If, as the Reserve Bank and the business lobby reckon, there’s no link between rising profits and inflation, shareholders in Woolworths won’t care — they’ll be getting an inflation-beating 13% lift in full-year dividend after the supermarket giant revealed today a solid rise in revenue and earnings for the year to June 25.
Woolies’ revenue rose 5.7% to $64.3 billion — less than the 6% rise in the consumer price index (CPI) for the year to June and less than the 7.5% rise in the cost of food and non-alcoholic beverages. But the giant’s earnings before interest and tax (EBIT) — the key measure of retail profitability — rose 15.6%, more than twice the rate of inflation (CPI and food) to a record $3.116 billion.
Woolies tried to soften the impact of the sharp rise in EBIT by claiming that if you deduct the COVID-related costs in 2022 of $323 million (which were not needed in 2023), the rise was just 3.4%. But you can flip that and point out that not having to pay those COVID costs meant Woolies could have used those savings to knock the tops of big rises in some food areas. Instead it chose to let them go through to EBIT.
So Woolies’ final dividend was lifted 9% (more than inflation) to 58 cents a share, which took the full-year payout to $1.04 a share, up 13% from the 92 cents a share paid for the 2022 financial year, a rate of growth well ahead of inflation.
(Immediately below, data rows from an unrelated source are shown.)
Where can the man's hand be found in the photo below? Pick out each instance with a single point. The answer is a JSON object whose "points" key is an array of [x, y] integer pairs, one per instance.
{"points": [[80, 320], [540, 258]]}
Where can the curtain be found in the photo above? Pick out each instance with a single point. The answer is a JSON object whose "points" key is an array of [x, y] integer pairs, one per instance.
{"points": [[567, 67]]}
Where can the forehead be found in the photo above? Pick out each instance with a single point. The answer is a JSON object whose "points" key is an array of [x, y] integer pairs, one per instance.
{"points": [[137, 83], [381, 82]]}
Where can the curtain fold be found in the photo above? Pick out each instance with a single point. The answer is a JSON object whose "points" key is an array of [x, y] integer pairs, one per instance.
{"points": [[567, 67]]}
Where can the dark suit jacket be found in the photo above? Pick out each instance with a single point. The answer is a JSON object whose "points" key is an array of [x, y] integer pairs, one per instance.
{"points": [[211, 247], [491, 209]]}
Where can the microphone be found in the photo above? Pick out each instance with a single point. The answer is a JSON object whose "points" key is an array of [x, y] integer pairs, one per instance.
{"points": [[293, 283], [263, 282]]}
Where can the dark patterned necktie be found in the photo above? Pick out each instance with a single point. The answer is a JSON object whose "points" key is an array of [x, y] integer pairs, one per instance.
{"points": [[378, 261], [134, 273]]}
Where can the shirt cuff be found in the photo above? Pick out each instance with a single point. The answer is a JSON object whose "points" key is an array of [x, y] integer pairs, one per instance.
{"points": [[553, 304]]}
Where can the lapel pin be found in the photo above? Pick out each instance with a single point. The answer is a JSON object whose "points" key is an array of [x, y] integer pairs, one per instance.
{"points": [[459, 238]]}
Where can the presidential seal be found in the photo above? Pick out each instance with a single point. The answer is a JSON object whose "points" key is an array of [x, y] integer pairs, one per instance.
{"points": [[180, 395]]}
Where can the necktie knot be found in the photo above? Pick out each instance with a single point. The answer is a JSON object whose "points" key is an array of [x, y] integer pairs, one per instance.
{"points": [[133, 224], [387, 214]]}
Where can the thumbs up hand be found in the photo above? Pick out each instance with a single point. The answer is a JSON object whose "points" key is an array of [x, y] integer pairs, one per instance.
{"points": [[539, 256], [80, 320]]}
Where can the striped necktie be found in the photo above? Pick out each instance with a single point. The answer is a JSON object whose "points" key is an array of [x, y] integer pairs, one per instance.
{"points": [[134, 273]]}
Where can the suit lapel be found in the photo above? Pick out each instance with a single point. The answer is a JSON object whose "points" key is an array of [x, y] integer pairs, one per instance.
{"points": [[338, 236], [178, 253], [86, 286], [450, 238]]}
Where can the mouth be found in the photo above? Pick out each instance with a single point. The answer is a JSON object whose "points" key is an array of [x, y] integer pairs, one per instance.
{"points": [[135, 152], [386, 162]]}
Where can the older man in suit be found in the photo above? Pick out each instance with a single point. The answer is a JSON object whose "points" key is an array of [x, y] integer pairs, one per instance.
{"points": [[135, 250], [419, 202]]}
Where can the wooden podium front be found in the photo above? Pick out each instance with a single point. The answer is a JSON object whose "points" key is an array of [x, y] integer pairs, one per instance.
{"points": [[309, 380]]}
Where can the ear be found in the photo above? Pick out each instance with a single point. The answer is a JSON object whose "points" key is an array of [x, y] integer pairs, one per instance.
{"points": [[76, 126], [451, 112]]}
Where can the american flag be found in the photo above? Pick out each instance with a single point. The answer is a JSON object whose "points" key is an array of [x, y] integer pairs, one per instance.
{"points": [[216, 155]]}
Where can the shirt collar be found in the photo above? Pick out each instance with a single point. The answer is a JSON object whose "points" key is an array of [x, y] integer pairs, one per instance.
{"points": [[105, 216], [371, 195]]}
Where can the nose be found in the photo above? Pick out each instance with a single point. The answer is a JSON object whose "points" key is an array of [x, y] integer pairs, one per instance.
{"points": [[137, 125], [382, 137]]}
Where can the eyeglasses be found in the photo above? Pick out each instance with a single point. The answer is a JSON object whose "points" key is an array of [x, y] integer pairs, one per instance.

Things weren’t so flash at Coles: on Tuesday it revealed a lower-than-inflation 4.5% rise in its EBIT to $1.9 billion, with supermarket revenue up more than 6% to $36.75 billion in revenue. It pinned part of the blame on a surge in theft from its stores.
When you replace human checkouts with self-serve checkouts, thus transferring part of the labour cost of processing to consumers, and you increase the price of grocery staples at a faster rate than the CPI, you perhaps shouldn’t complain about a rise in consumers helping themselves to a five-fingered discount. But rather than acknowledge this, Coles says organised crime is behind the rise, perhaps forgetting that organised crime makes money only by on-selling stolen products to consumers more likely to buy black market products when they perceive retailers are ripping them off.
No such concerns for Woolies shareholders, though — they can enjoy dividends rising a lot faster than inflation. Thank you, shoppers.